Matthew Gyde, President and CEO of the Security division, NTT, says: “The current global crisis has shown us that cyber criminals will always take advantage of any situation and organisations must be ready for anything. We are already seeing an increased number of ransomware attacks on healthcare organisations and we expect this to get worse before it gets better. Now more than ever, it’s critical to pay attention to the security that enables your business; making sure you are cyber resilient and maximising the effectiveness of secure by design initiatives.

“COVID-19 has been a stark illustration to many businesses how cunning cyber attackers will use any entry point they can to exploit a vulnerability,” says Tony Walt, Managing Executive: Dimension Data Security. “But it has also opened up new structural and operational risks: as more businesses embrace working from home, they are relying even more on technology to collaborate and access remote networks. They are also relying more on Web applications like customer portals and retail sites as they shift their channel strategies from face-to-face to online. These are the kinds of changes that increase an organisation’s vulnerability to cyber attacks.”

In the Europe, Middle East and Africa (EMEA) regions, the report shows that reconnaissance activity, where an intruder secretly gathers information about systems for a future attack, was the most common threat (40% of all hostile attacks), except for Norway and South Africa, where Web-application attacks (66% for South Africa) and application-specific attacks (27% for South Africa) were most common. Several countries included multiple content management systems (CMSes) in their list of commonly attacked technologies. In South Africa, specifically Joomla and Drupal, were the most targeted. The industries most targeted in South Africa were insurance (50%), finance (44%) and retail (3%).

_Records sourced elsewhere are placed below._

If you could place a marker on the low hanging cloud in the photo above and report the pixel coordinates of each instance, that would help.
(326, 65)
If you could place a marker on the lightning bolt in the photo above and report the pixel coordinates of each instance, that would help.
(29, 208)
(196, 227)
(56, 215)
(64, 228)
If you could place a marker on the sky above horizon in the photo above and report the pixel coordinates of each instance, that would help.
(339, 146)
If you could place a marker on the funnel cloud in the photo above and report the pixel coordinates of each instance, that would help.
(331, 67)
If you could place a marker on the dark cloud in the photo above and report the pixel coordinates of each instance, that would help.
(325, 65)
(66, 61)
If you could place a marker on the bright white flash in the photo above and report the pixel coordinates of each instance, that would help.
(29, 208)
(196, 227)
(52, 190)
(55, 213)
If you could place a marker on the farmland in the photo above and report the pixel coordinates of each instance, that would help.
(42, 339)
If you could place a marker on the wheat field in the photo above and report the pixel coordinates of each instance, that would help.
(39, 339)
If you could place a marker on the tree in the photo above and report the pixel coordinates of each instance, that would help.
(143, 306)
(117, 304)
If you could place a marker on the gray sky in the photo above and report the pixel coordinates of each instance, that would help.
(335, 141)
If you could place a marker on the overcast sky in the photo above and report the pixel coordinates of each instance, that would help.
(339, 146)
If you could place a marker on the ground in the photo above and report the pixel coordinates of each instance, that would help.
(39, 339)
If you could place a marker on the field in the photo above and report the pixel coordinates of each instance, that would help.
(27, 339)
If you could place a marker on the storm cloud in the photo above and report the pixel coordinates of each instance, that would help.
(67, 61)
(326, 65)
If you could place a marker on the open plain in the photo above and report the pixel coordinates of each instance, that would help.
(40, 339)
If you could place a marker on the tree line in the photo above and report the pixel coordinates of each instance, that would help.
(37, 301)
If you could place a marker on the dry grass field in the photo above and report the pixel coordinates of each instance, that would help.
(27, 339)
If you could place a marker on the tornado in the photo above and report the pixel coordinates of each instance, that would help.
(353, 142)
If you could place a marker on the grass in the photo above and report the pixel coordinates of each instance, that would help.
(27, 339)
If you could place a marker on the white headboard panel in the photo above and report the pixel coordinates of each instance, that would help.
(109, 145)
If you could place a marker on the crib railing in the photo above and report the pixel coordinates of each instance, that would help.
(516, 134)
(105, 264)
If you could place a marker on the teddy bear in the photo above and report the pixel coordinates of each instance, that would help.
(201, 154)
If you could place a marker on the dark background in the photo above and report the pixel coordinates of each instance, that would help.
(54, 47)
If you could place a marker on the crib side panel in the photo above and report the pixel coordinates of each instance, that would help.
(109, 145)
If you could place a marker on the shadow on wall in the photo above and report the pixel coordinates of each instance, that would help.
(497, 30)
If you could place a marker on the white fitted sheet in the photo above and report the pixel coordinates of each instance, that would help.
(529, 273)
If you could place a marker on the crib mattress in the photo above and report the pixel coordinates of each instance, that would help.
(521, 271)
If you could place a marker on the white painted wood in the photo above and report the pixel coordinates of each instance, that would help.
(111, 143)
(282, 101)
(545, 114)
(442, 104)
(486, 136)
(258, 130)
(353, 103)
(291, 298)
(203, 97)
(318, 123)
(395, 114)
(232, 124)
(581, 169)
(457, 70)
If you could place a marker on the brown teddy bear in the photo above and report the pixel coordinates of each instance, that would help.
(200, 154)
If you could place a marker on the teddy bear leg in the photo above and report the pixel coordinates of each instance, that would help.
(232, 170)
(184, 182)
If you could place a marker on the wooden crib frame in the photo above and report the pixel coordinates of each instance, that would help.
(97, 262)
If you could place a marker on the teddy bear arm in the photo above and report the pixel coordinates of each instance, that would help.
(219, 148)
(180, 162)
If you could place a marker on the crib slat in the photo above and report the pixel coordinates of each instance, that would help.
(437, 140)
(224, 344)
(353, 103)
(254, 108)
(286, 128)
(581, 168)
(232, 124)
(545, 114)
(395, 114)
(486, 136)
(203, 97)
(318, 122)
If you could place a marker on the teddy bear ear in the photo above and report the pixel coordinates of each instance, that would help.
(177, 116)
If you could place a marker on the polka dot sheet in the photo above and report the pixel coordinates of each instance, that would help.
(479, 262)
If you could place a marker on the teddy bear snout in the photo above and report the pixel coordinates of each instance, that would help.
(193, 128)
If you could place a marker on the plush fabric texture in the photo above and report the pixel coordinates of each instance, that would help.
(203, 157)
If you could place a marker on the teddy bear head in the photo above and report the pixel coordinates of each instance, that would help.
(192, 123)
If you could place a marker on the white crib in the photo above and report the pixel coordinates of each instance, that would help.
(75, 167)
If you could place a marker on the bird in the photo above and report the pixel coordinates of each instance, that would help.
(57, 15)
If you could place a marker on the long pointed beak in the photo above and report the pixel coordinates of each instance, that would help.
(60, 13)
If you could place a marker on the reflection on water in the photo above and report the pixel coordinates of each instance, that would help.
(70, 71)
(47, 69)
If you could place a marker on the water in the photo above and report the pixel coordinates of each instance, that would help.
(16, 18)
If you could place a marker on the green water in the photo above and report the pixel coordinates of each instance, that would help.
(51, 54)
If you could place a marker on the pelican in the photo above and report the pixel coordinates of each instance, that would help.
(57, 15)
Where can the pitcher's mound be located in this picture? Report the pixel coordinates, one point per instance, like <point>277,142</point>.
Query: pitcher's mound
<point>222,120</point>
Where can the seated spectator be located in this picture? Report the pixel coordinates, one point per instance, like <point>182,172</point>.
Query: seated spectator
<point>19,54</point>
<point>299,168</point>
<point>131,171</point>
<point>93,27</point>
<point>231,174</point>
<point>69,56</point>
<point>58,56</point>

“Businesses can no longer just respond to a security event, they need to be able to anticipate and prevent it in all aspects of their operations, including technology, people and controls,” says Walt. “This is what cyber resilience is all about. Rather than viewing cyber security as solely a protective layer over a business’s operations, secure by design means including security as a key and conscious deciding factor in the design of any end-to-end business solution and having the intelligence to help the business identify the threat earlier to respond, recover and return to business as usual much more quickly,” says Walt.

Other highlights of the NTT 2020 GTIR:

Attackers are becoming more innovative, using artificial intelligence, machine learning and investing in automation of attacks.

Attackers are weaponising Internet of things (IOT) devices. Botnets such as Mirai, IoTroop and Echobot have advanced in automation, improving their propagation capabilities. Mirai and IoTroop are known for spreading through IOT attacks.

Old vulnerabilities remain a target, with many attackers targeting organisations that have not patched their systems.